There is a similar problem with the related so called "golden rule" of construction. There are statements of the rule which would confine the courts to the ordinary grammatical sense of the words used unless that produces an absurdity or inconsistency. It is to be noted that Dixon J in Broken Hill South Limited v Commissioner of Taxation (NSW) (1937) 56 CLR 377 at 371, observed that departure from the ordinary grammatical sense is not legitimate unless there is 'some obscurity or some inconsistency', though it may be that 'obscurity' was intended to be a reference to 'absurdity'. For the reason already given in the discussion of the literal rule, departure from the ordinary grammatical sense cannot be restricted to cases of absurdity and inconsistency.

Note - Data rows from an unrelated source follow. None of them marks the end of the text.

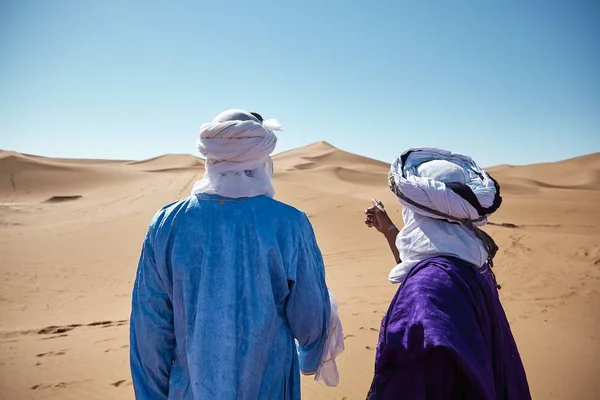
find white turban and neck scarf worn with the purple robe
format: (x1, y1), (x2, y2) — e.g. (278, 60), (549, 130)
(389, 148), (501, 283)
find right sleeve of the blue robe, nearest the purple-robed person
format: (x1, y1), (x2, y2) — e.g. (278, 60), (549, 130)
(286, 216), (331, 374)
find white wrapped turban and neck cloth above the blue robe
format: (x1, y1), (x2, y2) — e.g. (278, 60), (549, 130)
(192, 110), (281, 198)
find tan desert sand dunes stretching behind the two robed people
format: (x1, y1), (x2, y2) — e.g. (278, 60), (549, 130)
(0, 142), (600, 400)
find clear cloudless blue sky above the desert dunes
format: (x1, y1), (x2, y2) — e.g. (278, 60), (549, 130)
(0, 0), (600, 166)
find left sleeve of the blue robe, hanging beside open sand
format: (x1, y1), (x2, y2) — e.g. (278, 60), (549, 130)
(130, 217), (175, 399)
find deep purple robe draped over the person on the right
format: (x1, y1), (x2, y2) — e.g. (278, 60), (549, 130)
(367, 257), (531, 400)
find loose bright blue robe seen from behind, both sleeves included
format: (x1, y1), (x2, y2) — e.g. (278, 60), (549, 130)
(130, 195), (331, 400)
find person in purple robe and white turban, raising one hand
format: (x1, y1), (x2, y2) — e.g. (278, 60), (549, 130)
(365, 148), (531, 400)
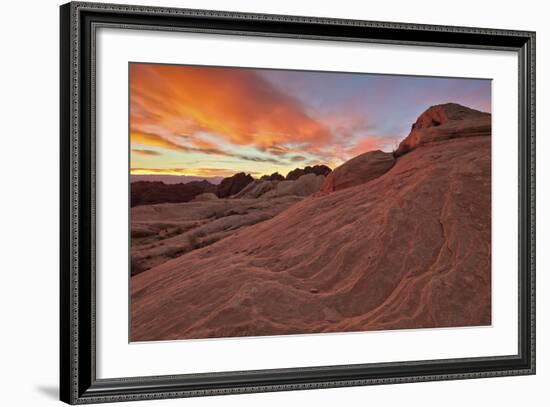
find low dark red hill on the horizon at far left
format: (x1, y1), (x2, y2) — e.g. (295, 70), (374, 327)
(130, 181), (216, 207)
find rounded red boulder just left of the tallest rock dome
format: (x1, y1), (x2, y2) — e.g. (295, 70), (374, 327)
(321, 150), (395, 192)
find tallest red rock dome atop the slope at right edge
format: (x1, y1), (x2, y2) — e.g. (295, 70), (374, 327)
(394, 103), (491, 157)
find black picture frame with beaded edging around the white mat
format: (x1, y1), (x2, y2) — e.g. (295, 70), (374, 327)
(60, 2), (535, 404)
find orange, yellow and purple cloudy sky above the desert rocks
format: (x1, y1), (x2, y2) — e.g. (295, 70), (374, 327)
(130, 63), (491, 177)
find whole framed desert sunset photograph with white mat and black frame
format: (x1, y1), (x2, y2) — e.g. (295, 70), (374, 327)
(60, 2), (535, 404)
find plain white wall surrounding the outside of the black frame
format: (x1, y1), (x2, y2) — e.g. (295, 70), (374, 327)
(0, 0), (550, 406)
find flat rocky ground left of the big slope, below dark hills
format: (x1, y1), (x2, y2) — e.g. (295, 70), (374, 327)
(130, 194), (302, 275)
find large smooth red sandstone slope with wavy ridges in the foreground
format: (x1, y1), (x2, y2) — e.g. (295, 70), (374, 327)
(130, 135), (491, 341)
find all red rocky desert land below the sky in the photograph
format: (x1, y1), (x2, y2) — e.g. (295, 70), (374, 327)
(130, 103), (491, 341)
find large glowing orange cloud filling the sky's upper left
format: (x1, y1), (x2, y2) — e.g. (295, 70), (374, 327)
(130, 64), (331, 148)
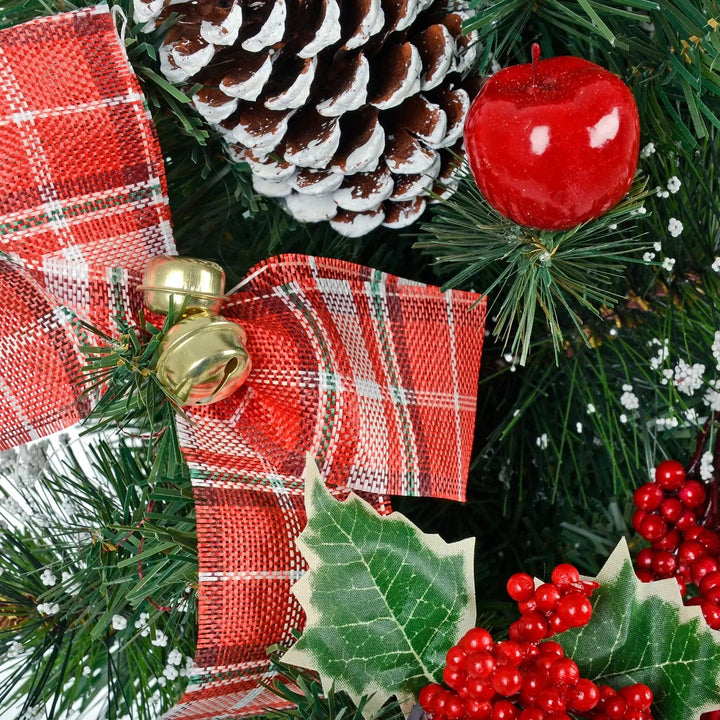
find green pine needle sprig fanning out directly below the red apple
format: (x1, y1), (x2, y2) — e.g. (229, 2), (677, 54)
(415, 168), (647, 365)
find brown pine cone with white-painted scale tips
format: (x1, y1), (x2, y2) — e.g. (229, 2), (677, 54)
(135, 0), (476, 237)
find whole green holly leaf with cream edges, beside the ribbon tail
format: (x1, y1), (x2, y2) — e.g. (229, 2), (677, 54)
(283, 458), (475, 717)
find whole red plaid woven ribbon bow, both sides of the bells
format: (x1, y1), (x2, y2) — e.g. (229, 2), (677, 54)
(0, 7), (485, 720)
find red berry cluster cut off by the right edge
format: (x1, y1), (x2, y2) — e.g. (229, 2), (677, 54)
(633, 460), (720, 630)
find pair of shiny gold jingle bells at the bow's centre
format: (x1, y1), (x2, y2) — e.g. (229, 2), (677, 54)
(140, 255), (252, 405)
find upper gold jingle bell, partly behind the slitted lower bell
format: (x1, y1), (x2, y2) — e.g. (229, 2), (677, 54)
(139, 255), (225, 316)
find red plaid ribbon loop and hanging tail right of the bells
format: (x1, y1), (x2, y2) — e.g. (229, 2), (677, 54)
(166, 256), (485, 720)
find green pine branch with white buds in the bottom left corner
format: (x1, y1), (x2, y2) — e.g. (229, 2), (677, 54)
(0, 441), (197, 720)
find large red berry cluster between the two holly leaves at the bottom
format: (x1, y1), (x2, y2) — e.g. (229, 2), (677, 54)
(419, 565), (652, 720)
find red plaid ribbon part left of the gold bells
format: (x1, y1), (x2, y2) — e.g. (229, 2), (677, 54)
(0, 7), (175, 449)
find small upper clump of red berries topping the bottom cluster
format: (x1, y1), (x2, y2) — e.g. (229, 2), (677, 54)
(507, 564), (600, 642)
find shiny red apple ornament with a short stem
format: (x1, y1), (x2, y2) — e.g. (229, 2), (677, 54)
(465, 44), (640, 230)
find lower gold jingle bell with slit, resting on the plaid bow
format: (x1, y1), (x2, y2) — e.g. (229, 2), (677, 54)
(156, 314), (251, 405)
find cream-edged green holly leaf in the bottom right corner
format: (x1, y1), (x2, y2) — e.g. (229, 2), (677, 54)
(553, 539), (720, 720)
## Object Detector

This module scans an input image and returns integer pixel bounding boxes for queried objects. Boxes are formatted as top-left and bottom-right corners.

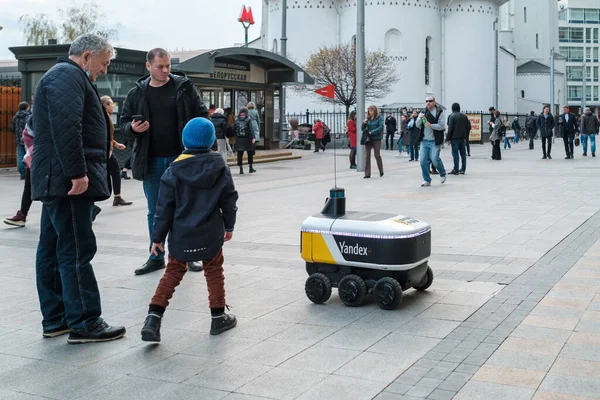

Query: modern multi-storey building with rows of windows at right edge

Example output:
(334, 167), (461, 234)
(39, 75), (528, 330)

(558, 0), (600, 115)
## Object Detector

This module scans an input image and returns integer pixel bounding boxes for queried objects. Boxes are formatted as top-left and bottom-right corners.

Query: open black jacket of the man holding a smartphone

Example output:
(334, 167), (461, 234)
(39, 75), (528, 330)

(120, 73), (208, 180)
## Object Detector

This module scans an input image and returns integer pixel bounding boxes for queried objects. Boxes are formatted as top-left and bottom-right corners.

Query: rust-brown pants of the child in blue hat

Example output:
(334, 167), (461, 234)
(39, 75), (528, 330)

(150, 249), (225, 308)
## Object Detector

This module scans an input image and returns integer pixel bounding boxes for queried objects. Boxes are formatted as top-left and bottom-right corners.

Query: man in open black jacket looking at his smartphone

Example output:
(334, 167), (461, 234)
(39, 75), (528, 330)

(121, 48), (208, 275)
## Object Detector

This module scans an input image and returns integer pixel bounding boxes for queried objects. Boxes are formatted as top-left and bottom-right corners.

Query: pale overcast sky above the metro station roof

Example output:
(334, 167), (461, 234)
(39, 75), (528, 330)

(0, 0), (262, 59)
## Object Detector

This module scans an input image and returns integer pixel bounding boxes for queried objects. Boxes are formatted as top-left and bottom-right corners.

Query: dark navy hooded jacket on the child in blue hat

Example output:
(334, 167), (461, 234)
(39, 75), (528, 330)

(152, 150), (238, 261)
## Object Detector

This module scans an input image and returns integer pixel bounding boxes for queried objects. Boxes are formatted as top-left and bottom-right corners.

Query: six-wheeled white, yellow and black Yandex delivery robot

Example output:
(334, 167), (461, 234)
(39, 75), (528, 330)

(300, 187), (433, 310)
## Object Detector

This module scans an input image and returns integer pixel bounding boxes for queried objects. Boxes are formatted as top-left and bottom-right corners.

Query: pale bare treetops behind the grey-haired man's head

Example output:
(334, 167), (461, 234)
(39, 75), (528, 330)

(19, 2), (119, 45)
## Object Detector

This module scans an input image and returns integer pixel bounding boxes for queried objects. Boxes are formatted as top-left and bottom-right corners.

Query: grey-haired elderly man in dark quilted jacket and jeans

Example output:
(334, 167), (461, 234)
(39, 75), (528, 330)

(31, 34), (125, 343)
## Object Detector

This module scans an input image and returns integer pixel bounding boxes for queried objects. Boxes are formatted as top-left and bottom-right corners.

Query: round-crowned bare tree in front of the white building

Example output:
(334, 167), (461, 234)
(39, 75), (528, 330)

(298, 44), (400, 115)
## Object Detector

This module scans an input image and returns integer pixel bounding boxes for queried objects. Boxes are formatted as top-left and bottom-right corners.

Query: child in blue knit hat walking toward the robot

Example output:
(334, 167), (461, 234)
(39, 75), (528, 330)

In some cases in the past these rules of construction have been applied too rigidly. The fundamental object of statutory construction in every case is to ascertain the legislative intention by reference to the language of the instrument viewed as a whole. But in performing that task, the courts look to the operation of the Statute according to its terms and legitimate aids to construction.
The rules, as D C Pearce says in Statutory Interpretation, p 14, are no more than rules of commonsense, designed to achieve this object. They are not rules of law. If the judge applies the literal rule it is because it gives emphasis to the fact which in the particular case he thinks is decisive. When he considers that the statute admits of no reasonable alternative construction, it is because (a) the language is intractable or (b) although the language is not intractable, the operation of the statute, read literally, is not such as to indicate that it could not have been intended by the legislature. On the other hand, when the Judge labels the operation of the statute as 'absurd', 'extraordinary', 'capricious', 'irrational' or 'obscure' he assigns a ground for concluding that the legislature could not have intended such an interpretation and that an alternative interpretation must be preferred. But the propriety of departing from the literal interpretation is not confined to situations described by these labels. It extends to any situation in which for good reason the operation of the statute on a literal reading does not conform to the legislative intent as ascertained from the provisions of the statute, including the policy which may be discerned from those provisions. (at 320 - 321).